When you access AWS through their API, you are utilizing the web service functions to which your account has been given access.  The aws-snapshot-tool includes a sample IAM configuration, that shows which actions need to be setup:

"Action": [
        "ec2:CreateSnapshot",
        "ec2:CreateTags",
        "ec2:DeleteSnapshot",
        "ec2:DescribeAvailabilityZones",
        "ec2:DescribeSnapshots",
        "ec2:DescribeTags",
        "ec2:DescribeVolumeAttribute",
        "ec2:DescribeVolumeStatus",
        "ec2:DescribeVolumes"
      ],

Configuration (including rotation)

Configuration is very easy.  The script uses a config.py file that looks like:

config = {
    'ec2_region_name': 'us-east-1',
    'ec2_region_endpoint': 'ec2.us-east-1.amazonaws.com',
    'tag_name': 'tag:MakeSnapshot',
    'tag_value':    'True',
    'keep_day': 5,
    'keep_week': 5,
    'keep_month': 11,
    'log_file': '/tmp/makesnapshots.log',
}

There are three important pieces being defined here:

  • The region where your EBS volumes are defined
  • The tag name put on each volume in order to enable snapshots
  • The definition for how long to keep snapshots: 5 days, 5 weeks, and 13 months

Tag Your Volumes

Well, it couldn't be any easier.  Simply add a Tag of 'MakeSnapshot', with a value of 'True', (as defined in the above config file) to any volume you want picked up by this script.  The script loops through all volumes in the entire defined ec2_region_name field, looks for that tag, and handles the snapshot and rotation of snapshots automatically.

AWS Volume Snapshot Tag

Cron Setup & Output

We chose to run our script on another EC2 instance, but this could run anywhere.   We setup the following cron jobs to run:

$ crontab -l

# mon-fri 30 3 * * 1-5 /home/zope/aws-snapshot-tool/makesnapshots.py day

# every sat 30 3 * * 6 /home/zope/aws-snapshot-tool/makesnapshots.py week

# first sun 30 3 1-7 * 0 /home/zope/aws-snapshot-tool/makesnapshots.py month

Each snapshot is created with a description that begins like 'day_snapshot...', 'week_snapshot...', or 'month_snapshot...', like in the following screenshots:

AWS Snapshots - Day

AWS Snapshots - Week

Gotchas?

At the moment, I can only think of 3:

  • The config.py script points to a region.

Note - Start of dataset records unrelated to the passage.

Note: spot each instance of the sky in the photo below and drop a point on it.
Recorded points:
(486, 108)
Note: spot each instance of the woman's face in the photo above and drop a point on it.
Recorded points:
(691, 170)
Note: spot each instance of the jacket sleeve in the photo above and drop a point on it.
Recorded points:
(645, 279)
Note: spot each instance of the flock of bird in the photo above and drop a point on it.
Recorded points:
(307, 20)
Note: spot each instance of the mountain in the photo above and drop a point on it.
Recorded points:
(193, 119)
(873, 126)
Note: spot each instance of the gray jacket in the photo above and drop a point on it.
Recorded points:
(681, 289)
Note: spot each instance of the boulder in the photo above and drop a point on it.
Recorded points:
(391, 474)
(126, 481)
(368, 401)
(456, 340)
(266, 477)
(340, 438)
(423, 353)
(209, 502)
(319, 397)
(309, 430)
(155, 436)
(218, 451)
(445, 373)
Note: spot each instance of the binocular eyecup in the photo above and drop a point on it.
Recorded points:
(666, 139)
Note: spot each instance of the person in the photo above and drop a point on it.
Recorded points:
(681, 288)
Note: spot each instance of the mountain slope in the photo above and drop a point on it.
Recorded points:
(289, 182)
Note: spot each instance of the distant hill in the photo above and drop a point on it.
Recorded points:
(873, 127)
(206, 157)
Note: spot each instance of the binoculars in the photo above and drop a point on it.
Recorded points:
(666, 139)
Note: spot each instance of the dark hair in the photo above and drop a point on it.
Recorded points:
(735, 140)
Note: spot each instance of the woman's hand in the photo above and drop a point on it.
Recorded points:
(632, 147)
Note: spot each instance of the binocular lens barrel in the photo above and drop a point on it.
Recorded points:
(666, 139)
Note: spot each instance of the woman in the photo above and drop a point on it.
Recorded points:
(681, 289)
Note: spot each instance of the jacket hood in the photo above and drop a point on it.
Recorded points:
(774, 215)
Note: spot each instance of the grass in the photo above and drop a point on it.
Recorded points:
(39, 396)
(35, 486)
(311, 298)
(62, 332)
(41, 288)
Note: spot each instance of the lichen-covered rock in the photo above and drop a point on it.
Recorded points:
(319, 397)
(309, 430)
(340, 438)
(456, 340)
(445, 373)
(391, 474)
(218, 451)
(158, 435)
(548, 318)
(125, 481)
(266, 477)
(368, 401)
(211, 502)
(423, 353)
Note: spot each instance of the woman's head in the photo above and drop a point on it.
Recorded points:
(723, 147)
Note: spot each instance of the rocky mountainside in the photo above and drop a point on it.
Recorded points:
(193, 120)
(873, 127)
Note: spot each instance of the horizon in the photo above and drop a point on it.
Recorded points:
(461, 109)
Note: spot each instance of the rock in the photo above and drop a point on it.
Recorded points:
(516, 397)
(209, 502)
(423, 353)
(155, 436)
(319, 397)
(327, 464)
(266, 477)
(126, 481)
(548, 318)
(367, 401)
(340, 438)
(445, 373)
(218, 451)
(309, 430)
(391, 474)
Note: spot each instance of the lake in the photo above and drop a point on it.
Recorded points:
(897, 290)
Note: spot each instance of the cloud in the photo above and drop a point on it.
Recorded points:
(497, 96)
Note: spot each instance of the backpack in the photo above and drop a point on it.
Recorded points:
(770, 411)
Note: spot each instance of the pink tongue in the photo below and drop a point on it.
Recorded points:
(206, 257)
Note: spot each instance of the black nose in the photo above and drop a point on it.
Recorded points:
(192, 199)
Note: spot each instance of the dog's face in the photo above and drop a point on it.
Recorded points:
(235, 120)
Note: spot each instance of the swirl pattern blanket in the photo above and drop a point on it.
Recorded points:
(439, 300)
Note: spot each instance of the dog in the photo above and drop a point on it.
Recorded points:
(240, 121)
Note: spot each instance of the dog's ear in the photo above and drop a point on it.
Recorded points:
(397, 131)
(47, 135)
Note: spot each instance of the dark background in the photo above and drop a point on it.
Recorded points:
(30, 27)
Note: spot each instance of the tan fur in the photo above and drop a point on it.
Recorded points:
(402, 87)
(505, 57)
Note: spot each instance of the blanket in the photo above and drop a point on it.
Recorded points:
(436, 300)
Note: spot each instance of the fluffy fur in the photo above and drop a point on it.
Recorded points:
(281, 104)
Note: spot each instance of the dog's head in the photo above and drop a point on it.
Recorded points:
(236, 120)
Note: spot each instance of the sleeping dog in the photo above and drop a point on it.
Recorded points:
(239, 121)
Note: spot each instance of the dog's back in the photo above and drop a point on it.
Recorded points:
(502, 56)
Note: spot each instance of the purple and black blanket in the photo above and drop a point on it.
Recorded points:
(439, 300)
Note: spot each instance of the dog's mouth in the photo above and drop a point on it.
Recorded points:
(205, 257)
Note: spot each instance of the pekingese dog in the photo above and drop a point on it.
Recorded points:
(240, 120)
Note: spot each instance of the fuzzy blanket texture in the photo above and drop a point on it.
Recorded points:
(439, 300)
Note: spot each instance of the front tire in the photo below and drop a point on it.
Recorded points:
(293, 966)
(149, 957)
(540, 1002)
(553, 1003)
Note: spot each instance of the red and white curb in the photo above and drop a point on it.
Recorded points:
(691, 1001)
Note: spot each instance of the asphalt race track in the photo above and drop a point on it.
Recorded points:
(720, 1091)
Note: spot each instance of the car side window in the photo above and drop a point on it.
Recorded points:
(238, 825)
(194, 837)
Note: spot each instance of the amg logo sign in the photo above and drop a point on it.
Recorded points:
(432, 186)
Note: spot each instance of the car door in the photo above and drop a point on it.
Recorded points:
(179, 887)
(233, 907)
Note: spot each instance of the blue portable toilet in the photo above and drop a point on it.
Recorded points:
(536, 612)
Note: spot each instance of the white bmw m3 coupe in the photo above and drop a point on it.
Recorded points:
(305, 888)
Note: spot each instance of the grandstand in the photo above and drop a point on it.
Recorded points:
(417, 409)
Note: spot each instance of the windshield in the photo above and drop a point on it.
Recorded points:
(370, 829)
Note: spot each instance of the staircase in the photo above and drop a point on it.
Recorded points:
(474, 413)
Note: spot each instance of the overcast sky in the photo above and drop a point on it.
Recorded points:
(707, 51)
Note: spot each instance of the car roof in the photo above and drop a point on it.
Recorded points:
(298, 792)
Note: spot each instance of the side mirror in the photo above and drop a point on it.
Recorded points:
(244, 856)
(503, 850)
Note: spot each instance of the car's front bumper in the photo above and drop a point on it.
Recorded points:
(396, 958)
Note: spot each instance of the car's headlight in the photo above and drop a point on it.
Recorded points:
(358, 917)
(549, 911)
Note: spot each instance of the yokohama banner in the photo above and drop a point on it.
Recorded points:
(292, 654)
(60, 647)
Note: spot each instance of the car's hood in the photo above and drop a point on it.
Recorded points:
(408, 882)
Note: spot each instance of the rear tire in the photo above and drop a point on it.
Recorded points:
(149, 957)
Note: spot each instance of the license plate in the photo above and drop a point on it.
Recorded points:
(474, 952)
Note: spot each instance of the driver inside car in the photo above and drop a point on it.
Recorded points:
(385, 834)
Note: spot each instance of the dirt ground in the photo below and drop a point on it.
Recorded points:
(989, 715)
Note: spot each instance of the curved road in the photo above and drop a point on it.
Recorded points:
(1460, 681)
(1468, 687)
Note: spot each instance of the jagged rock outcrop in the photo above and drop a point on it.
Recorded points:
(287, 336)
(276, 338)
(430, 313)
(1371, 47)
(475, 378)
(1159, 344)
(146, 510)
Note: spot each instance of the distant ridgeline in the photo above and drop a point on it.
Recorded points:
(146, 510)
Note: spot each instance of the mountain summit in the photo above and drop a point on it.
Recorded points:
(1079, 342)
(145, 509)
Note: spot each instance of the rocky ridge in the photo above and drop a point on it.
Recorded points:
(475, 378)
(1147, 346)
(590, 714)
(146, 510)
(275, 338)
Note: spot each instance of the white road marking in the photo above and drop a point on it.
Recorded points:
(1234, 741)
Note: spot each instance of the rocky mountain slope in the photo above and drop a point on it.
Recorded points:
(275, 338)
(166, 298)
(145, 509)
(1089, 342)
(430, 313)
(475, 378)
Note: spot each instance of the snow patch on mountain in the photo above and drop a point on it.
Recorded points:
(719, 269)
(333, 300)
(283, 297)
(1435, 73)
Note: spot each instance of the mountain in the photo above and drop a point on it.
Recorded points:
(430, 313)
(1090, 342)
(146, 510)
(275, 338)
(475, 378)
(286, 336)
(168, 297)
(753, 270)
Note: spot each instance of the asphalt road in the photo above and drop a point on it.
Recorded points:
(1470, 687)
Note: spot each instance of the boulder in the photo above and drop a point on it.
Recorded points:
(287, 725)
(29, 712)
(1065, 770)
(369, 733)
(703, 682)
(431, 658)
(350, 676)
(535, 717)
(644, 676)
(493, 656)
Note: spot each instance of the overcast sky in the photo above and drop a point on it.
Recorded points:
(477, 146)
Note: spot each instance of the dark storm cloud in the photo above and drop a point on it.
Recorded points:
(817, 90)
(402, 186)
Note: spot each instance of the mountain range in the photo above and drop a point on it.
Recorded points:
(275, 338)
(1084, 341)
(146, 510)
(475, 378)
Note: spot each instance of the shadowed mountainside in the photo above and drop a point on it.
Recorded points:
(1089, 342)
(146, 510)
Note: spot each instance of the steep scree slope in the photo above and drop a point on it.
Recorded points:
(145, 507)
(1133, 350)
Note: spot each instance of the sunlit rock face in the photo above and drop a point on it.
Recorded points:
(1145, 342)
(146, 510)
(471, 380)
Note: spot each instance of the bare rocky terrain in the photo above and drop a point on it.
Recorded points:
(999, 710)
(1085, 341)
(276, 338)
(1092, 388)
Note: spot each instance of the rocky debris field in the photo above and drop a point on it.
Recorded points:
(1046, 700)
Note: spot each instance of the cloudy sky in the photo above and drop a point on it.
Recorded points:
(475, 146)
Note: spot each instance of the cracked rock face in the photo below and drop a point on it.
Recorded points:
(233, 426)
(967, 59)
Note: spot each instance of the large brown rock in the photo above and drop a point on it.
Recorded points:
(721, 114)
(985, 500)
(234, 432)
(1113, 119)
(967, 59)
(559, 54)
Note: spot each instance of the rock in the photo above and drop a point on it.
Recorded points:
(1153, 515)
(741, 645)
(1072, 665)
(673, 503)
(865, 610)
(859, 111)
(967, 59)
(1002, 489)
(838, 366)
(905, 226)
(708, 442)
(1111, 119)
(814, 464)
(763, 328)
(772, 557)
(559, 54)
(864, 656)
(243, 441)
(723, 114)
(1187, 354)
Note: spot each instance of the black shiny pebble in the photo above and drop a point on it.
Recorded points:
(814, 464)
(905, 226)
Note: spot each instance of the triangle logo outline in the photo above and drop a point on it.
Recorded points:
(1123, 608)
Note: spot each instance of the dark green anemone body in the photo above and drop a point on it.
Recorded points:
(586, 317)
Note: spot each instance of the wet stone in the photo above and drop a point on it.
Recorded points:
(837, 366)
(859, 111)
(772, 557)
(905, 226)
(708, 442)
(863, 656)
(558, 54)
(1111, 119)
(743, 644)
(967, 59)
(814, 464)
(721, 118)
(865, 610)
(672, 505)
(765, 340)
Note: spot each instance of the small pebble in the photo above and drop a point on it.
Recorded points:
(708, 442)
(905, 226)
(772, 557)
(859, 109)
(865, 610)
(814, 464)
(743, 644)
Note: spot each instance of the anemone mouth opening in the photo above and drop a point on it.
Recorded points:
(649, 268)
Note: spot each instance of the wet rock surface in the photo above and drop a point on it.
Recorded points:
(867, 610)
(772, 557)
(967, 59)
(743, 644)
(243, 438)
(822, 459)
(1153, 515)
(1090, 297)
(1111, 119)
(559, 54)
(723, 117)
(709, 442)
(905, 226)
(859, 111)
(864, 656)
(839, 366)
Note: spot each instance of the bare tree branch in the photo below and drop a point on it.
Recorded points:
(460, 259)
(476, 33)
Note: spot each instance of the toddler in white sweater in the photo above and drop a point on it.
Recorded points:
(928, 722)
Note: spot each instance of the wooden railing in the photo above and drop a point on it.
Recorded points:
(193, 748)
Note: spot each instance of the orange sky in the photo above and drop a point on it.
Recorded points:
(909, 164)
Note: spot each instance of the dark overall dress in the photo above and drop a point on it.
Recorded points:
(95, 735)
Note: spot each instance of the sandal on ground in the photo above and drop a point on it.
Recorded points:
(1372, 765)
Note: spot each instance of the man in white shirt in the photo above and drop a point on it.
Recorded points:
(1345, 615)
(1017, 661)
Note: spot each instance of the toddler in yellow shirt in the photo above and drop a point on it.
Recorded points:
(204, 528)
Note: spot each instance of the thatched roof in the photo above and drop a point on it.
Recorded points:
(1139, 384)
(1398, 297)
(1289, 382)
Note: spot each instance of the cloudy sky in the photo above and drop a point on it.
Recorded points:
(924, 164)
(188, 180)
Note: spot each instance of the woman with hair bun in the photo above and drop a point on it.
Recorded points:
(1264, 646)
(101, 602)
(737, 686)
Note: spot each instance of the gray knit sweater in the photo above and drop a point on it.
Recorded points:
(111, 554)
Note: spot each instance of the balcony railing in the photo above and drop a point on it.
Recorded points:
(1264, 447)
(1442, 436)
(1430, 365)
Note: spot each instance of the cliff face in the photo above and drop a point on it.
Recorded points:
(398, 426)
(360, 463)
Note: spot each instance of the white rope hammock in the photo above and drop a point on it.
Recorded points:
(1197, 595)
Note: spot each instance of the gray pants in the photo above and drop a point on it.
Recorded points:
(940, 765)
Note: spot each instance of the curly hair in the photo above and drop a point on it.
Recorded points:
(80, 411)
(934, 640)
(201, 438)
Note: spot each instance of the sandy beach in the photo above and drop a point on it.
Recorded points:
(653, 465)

If we decide to start using other regions for our servers, we will need to accomodate that.
  • The cost of storage. Is cheap. However, once this has run for a year, we will have 23 snapshots per volume saved in our account.
  • These are real time snapshots. It is each server administrator's responsibility to insure the volume being backed up is in the proper state.